In my now almost 20 years working in the NHS and 18 years working in a range of Communications and Engagement roles in some of the biggest acute teaching hospitals in the country – I have always held a very clear view on this – which is that it is our role is to be open and honest with our patients, their families and staff and consistently so.

And I can honestly demonstrate staying true to this philosophy – with many examples to cite from my career to date – including:

  • Being the first hospital to routinely post ‘negative feedback’ on social media to demonstrate an organisation committed to listening, learning and continuous improvement

  • Being the first Trust in the country to publish all cancelled operations figures (on and prior to the day) when we discovered a significant problem with cancelled operations, and the hidden problem not publishing ‘prior to the date cancellations’ was causing

  • Opening doors and shining a light on the reality of the challenges faced by the NHS – with the first through the night broadcast by Sky News re: 24-hours in A&E and Series 3 of the award-winning BBC 2 Hospital documentary during the busiest winter on record at the time (of course since every winter has presented unprecedented challenges)

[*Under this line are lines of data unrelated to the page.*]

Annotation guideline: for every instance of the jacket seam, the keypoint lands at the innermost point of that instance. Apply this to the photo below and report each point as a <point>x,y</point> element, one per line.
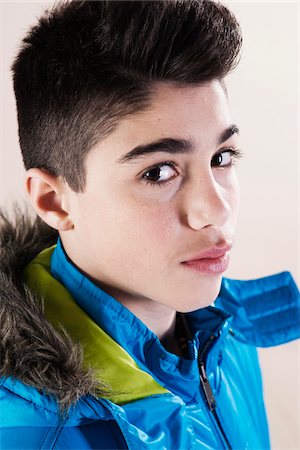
<point>30,401</point>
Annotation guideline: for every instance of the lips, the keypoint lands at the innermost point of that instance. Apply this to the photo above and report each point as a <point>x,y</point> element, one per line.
<point>212,261</point>
<point>213,253</point>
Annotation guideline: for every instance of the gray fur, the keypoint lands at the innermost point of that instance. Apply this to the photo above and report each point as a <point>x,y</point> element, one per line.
<point>31,349</point>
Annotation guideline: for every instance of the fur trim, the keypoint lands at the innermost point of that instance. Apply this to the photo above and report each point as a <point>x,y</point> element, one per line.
<point>31,349</point>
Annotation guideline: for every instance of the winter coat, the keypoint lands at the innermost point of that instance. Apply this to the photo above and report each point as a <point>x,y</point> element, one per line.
<point>80,371</point>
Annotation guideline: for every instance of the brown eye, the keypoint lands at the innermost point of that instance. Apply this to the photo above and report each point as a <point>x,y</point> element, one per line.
<point>160,174</point>
<point>225,158</point>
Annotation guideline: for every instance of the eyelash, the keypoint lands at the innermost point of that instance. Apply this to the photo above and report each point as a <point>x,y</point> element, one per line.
<point>235,155</point>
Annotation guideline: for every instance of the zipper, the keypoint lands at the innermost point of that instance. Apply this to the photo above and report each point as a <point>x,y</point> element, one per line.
<point>209,396</point>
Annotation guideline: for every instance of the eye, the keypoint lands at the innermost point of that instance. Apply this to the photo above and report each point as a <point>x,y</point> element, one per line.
<point>160,174</point>
<point>226,158</point>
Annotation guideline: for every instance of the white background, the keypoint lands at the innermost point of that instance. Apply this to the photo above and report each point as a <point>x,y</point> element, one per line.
<point>264,96</point>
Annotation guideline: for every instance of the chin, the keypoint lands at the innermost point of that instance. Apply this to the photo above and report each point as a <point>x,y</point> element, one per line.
<point>205,297</point>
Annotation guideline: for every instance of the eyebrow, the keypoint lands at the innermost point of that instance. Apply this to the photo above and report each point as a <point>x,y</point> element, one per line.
<point>173,146</point>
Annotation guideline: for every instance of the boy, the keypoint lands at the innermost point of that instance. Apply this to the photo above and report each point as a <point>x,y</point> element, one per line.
<point>108,336</point>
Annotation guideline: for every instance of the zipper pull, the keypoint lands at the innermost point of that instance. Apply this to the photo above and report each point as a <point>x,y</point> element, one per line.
<point>206,388</point>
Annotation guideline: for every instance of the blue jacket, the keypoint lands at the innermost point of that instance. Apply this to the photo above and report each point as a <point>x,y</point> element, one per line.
<point>150,399</point>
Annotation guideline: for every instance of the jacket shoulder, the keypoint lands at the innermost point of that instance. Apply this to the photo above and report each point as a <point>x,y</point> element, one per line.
<point>31,420</point>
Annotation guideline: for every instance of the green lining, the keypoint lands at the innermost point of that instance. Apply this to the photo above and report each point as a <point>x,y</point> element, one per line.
<point>111,363</point>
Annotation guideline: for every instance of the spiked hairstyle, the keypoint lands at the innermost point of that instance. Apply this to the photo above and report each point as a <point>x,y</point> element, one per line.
<point>87,64</point>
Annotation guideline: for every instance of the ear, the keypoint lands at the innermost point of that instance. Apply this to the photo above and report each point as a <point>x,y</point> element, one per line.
<point>47,195</point>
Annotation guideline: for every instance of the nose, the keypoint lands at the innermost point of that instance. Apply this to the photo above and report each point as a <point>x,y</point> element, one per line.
<point>206,204</point>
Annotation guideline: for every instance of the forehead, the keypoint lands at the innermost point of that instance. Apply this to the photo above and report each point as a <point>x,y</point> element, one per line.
<point>182,107</point>
<point>196,113</point>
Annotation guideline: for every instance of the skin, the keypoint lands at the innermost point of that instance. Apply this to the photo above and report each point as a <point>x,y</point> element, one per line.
<point>131,237</point>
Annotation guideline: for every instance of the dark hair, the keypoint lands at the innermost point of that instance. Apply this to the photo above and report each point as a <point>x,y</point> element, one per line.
<point>86,64</point>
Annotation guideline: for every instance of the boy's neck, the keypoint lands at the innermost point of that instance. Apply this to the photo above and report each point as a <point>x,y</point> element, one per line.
<point>160,319</point>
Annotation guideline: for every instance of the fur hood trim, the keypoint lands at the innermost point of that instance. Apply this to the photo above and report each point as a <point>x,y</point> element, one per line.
<point>31,350</point>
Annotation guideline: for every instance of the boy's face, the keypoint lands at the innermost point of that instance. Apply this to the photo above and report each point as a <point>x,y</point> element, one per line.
<point>132,237</point>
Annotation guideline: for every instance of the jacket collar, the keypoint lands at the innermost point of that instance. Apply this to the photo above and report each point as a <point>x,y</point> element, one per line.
<point>179,375</point>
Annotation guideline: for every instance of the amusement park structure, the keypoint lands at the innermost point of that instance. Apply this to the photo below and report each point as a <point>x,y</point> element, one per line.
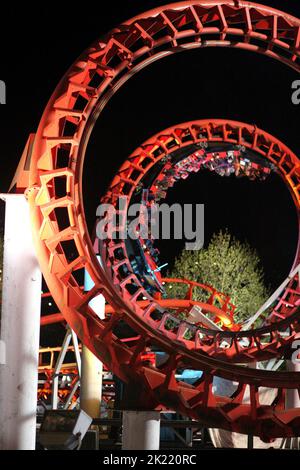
<point>189,334</point>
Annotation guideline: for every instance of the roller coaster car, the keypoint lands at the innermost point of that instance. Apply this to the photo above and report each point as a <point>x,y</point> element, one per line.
<point>144,266</point>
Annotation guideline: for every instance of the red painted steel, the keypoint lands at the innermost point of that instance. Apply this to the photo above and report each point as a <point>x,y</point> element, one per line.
<point>58,155</point>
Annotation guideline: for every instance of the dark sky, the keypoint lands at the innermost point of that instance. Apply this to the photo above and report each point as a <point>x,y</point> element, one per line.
<point>41,42</point>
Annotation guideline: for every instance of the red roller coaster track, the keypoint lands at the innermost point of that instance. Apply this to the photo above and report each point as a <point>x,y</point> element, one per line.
<point>58,156</point>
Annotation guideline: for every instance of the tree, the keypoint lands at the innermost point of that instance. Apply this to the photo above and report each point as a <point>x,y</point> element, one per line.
<point>228,265</point>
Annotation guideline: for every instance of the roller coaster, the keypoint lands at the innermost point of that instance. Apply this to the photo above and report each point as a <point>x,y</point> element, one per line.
<point>204,337</point>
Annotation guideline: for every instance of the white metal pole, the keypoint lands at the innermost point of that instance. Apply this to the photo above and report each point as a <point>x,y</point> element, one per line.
<point>292,399</point>
<point>90,383</point>
<point>141,430</point>
<point>91,367</point>
<point>20,329</point>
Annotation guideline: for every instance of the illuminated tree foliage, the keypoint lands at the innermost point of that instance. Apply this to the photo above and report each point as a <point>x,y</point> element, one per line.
<point>230,266</point>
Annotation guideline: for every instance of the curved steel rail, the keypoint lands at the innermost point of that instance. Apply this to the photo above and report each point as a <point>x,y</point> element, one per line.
<point>58,156</point>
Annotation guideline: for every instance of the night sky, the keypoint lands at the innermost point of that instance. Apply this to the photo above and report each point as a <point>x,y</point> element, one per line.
<point>40,44</point>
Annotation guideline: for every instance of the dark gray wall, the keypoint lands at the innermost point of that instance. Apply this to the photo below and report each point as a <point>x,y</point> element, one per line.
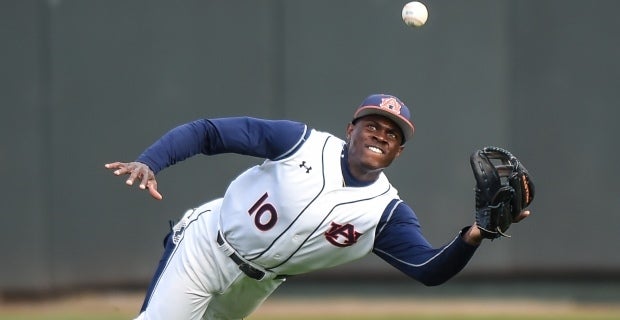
<point>88,82</point>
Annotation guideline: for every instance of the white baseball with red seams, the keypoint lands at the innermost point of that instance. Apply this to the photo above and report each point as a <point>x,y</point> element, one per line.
<point>415,14</point>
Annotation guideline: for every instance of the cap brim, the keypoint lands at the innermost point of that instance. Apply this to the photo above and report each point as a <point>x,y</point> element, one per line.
<point>405,125</point>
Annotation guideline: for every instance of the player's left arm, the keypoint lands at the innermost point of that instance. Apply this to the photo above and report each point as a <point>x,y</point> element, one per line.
<point>269,139</point>
<point>400,242</point>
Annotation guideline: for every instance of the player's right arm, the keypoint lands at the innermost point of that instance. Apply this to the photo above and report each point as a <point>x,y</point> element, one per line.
<point>271,139</point>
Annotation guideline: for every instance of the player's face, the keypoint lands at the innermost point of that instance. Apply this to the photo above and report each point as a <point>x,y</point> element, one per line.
<point>374,142</point>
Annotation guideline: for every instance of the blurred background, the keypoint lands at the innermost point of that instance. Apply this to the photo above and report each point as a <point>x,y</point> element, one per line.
<point>86,82</point>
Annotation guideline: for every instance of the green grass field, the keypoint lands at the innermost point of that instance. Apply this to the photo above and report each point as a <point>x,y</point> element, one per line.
<point>117,307</point>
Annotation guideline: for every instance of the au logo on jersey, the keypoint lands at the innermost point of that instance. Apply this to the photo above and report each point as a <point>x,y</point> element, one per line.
<point>342,235</point>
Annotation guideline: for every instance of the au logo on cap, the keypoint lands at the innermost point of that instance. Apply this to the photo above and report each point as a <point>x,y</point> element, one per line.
<point>391,104</point>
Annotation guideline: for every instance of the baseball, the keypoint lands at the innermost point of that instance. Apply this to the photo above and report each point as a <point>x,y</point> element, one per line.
<point>415,14</point>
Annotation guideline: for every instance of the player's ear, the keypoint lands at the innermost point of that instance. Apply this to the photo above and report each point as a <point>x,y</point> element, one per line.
<point>349,131</point>
<point>400,150</point>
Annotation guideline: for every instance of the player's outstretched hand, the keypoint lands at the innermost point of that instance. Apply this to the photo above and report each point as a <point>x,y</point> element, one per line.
<point>474,235</point>
<point>137,170</point>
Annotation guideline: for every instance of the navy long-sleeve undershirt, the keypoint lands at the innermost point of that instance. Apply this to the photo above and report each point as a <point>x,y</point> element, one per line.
<point>399,239</point>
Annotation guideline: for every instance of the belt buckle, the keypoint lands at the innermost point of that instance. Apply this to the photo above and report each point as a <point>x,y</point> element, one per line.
<point>251,271</point>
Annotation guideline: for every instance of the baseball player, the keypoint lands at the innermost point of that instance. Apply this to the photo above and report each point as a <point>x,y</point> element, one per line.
<point>316,201</point>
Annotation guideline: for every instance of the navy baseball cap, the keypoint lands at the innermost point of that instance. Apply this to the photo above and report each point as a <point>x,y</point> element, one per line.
<point>390,107</point>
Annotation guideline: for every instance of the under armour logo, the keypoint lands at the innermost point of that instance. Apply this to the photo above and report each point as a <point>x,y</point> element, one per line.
<point>303,165</point>
<point>176,237</point>
<point>342,235</point>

Being open and transparent isn’t about picking and choosing – it’s about consistently doing what is right for patients, their families and staff – as difficult and unpalatable as some of these moments may be for us all. It’s our job to hold the mirror up, to be the conscience of the organisation and to make sure the decisions Boards make are those that are right for patients and their families – and being open and transparent is right of the front of this queue for me. I have been incredibly fortunate that the organisations I have chosen to work for have held the same belief and had openness and honesty in their DNAs and culture. Quite frankly, if they didn’t – they are organisations I wouldn’t wish to be part of.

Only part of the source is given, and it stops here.